生きていくのに必要なものを食べる、というシンプルな考え方からは遠く離れ、私たちの体は世界中の大企業が取り分を争う、巨大なマーケットでしかないのだろうか?
デンマークの製薬会社ノボノルディスクのCEOのもとに食品業界の重役たちから思いがけない電話がかかったきたという逸話から始まるダーゲンス・ニュヘテルの記事は、同社の食欲抑制剤ウゴービが、世界中のスナック菓子、アイスクリームやファーストフードビジネスに大きな影響を与える可能性について書かれている。ウゴービはつい先日、日本でも販売と処方が開始された。

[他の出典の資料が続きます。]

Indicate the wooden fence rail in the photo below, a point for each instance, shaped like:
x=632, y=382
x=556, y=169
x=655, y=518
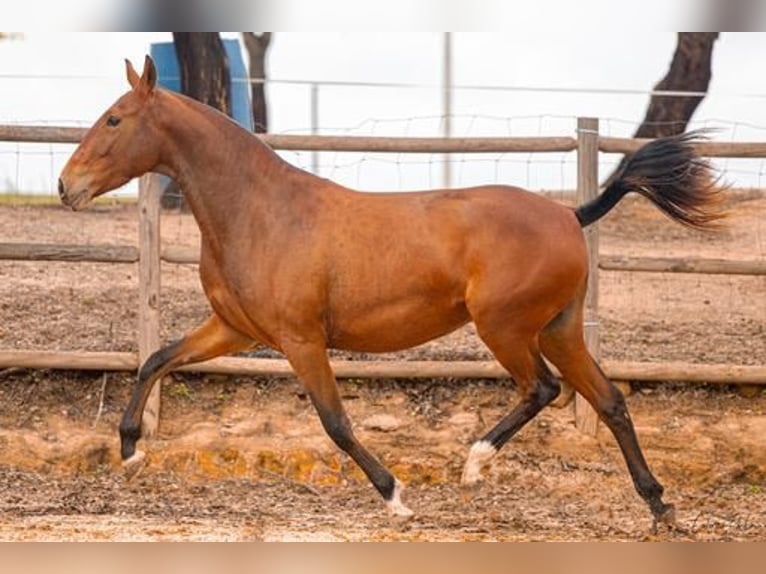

ノボノルディスクは糖尿病治療薬オゼンピックにも、セマグルチドという腸内ホルモンを模倣した物質(GLP-1受容体)を採用して成功しているが、ウビーゴもセマグルチドを含み週に一回の注射で食欲を抑え、これまでは手術でしか達成できなかったような体重減少をもたらすことができる。この肥満治療薬がブレイクする兆しに、食品業界は神経を尖らせているという。
アメリカの市場調査では、既に家族のなかに一人でも食欲抑制剤を服用している人が少なくとも一人いる家庭では、他の家庭と比較して食品の購入量が6〜9%減少しており、スナック菓子や、ケーキ、パイ、アイスクリームの購入が減っている。その変わりにヨーグルトや魚、野菜が購入されている。
ウォルマートやファーストフード・チェーンは、甘いものが食べたいわけでも空腹でもない顧客からどのように収益を上げるかに取り組んでいる。ネスレは肥満治療薬を補完し(減量中に起こる)筋肉量の減少を防ぐ新しいお菓子の開発に取り組んでいる。また、体重が減ると膝への負担と摩擦が減り、その結果人工膝関節の製造企業は業績が下がるのではとの予測から株価を下げている。
アメリカで発売されている肥満治療薬ゼップバウンドでは、ダイエットに成功した後、治療を中止すると1年後には減量した体重の約3分の2がリバウンドするという調査結果もあり、治療は一生続けなくてはいけない可能性もある。
しかしこんな病気と診断されるほどの肥満症への薬なんて、日本とはあまり関係ないよねと思ったら、日本ではダイエットしたい人たちが自由診療で既に多く使っており、副作用で多くの問題がでていると知った。これは治療に使うものでダイエット用ではないので、くれぐれもご注意を。